Comprehensive stress analyses indicate that plastic yield, fracture initiation near or between packers or from a perforated hole are all possible during hydraulic fracturing. Furthermore a fracture can be created from one of the perforated holes located in deviated wellbore subject to three in-situ stresses regime. The corresponding fracturing pressure can be determined based on the orientation of this perforated hole. While a plastic yielding process on a wellbore or perforated hole surfaces may prevent a fracture from initiating, a fracture or fractures may initiate from a near packer region or at an oriented perforation when different completion strategies utilized.

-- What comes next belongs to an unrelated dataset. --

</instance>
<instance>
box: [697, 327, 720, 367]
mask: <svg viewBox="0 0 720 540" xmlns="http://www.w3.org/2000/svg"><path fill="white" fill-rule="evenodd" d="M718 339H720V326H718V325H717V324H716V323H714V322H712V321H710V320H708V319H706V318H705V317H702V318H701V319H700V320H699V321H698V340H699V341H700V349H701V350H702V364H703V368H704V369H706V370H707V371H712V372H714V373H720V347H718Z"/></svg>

Staged fracturing strategy has been widely used in U.S. and Canada for low-permeability tight formations. Fractures or a fracture network may be initiated from an open hole or perforations. Depending on the layout of a horizontal well, the perforation orientations, clusters of perforations, and their distances to the packers in each stage, creations of fracture networks and fractures initiation are of great interests to engineers for productivity and surface control purposes. We normally calculate the tangential stresses near a wellbore or perforation for open and cased holes, respectively. Whether a transverse, radial, or arbitrarily angled fracture can be generated, if a fracture can be initiated at a specific wellbore location or from one of the perforations (in the middle, at the edge of the packers or from one of multiple perforated holes) remains unanswered. These issues must be addressed by considering the critical stresses at the wellbore and perforations once we shall have a clear pictures if plastic yield occurs prior fracturing, or which perforation is oriented at an optimum position referring to the in-situ stresses, and if the near packer regions are heavily influenced by the in-situ stresses. Both a 3D finite element model and an analytical poro-elastoplastic model are developed to analyze the corresponding effective stresses. These models focus on regions near the packer or the oriented perforations. They evaluate the plastic yielding and the stresses in these areas in order to determine the location and the pressure at which a fracture can be initiated or no tensile fracturing is possible at all due to plasticity.